W Kobe mieliśmy zamiar przede wszystkim spróbować steków z tego szlachetnego mięsa. Byliśmy tam około godziny 14-tej i okazało się, że lokale serwujące te specjały mają zwyczajową przerwę do 17-tej. Nie czekaliśmy, zmieniliśmy plany i przyjedziemy tu ponownie jutro. Po innym niż zakładaliśmy lunchu z dodatkowymi pysznymi ciastkami pojechaliśmy do Osaki. Jak pisałem na początku przyciągnęła nas tutaj nowoczesność. Miasto jest uznawane na bramę nowoczesnych rozwiązań, które pojawiają się w Japonii. Cały dzień dzisiaj niestety towarzyszył nam deszcz, który utrudniał spacerowanie i zwiedzanie.

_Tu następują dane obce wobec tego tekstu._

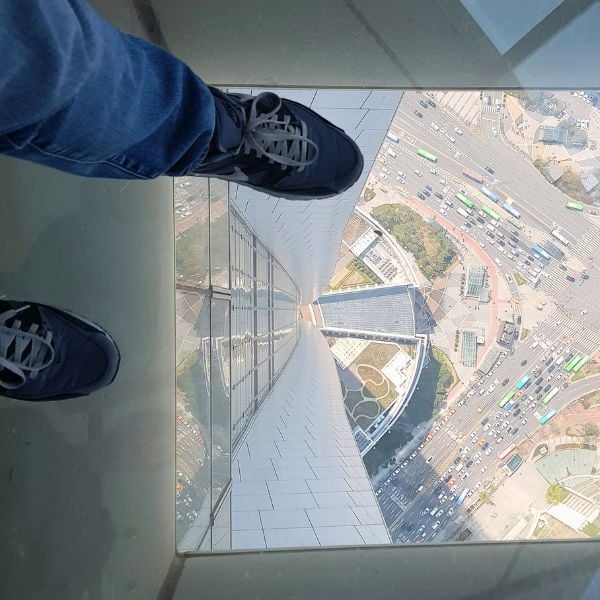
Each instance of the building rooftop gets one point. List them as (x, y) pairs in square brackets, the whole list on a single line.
[(475, 281), (374, 311), (552, 135), (468, 348)]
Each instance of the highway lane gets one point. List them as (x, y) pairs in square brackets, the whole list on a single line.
[(467, 419)]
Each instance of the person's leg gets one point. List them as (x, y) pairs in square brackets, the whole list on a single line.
[(78, 95)]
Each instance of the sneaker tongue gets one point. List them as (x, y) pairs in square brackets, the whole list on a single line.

Jednak zdecydowaliśmy zasmakować tego miejskiego zgiełku, nowoczesności i blasków świateł. Już pierwsze spotkanie z Osaką, czyli dworcem zrobiło niesamowite wrażenie. Jacek pisał na swoim blogu o wielkości dworca w Tokio, którą trudno sobie wyobrazić. Osaka nie jest mniejsza. Jeśli nie wieksza to i tak na pewno robi ogromne wrażenie. Wyobraźcie sobie budynek dworca, który  ma 10 pięter z których większość ma perony kolejowe oraz dla linii merta. Wszystko ogromne i te niewyobrażalne tłumy ludzi. Dalej na ulicach było podobnie. Zdjęcia najlepiej oddadzą klimat tych miejsc. Zapraszam do oglądania. A jutro kolejny dzień, planujemy zobaczyć następne atrakcje i narobić to czego dzisiaj nie mogliśmy zrealizować.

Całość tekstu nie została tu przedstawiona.